“A junior varsity, decaffeinated, one-dimensional Jesus” by Dane Ortlund

“Let me suggest that you consider the possibility that your current mental idea of Jesus is the tip of the iceberg. That there are wondrous depths to Him, realities about Him, still awaiting your discovery.

I’m not disregarding the real discipleship already at play in your life and the true discoveries of the depths of Jesus Christ you have already made.

But let me ask you to open yourself up to the possibility that one reason you see modest growth and ongoing sin in your life– if that is indeed the case– is that the Jesus you are following is a junior varsity Jesus, an unwittingly reduced Jesus, an unsurprising and predictable Jesus.

I’m not assuming that’s the case.
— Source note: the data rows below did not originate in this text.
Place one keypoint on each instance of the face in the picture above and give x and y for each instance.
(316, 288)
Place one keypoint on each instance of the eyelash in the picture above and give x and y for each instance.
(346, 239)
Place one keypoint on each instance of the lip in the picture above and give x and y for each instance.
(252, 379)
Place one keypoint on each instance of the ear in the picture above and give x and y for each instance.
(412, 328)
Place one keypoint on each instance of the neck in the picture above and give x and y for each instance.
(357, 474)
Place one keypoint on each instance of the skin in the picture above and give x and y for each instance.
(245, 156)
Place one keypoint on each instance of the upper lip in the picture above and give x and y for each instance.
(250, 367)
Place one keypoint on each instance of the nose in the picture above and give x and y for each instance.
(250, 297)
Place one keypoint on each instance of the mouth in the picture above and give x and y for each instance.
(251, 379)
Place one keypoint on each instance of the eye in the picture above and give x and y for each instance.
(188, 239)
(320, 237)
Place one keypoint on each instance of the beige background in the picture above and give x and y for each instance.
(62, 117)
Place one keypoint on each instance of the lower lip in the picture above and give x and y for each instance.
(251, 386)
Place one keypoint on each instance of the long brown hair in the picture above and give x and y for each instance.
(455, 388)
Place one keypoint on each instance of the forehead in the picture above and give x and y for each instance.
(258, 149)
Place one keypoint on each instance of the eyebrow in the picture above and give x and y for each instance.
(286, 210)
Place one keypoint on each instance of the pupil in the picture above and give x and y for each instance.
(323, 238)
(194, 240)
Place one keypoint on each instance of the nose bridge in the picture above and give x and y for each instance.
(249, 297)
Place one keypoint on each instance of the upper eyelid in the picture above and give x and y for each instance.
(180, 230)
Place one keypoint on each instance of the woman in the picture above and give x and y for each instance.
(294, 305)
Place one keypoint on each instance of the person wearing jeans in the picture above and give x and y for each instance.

I’m just asking you to test yourself, with honesty.

When Christopher Columbus reached the Caribbean in 1492, he named the natives “Indians,” thinking he had reached what Europeans of the time referred to as “the Indies” (China, Japan, and India).

In fact he was nowhere close to South or East Asia. In his path were vast regions of land, unexplored and uncharted, of which Columbus knew nothing.

He assumed the world was smaller than it was. Have we made a similar mistake with regard to Jesus Christ?

Are there vast tracts of who He is, according to biblical revelation, that are unexplored?

Have we unintentionally reduced Him to manageable, predictable proportions?

Have we been looking at a junior varsity, decaffeinated, one-dimensional Jesus of our own making, thinking we’re looking at the real Jesus?

Have we snorkeled in the shallows, thinking we’ve now hit bottom on the Pacific?”

–Dane Ortlund, Deeper: Real Change for Real Sinners (Wheaton, IL: Crossway, 2021), 22-23.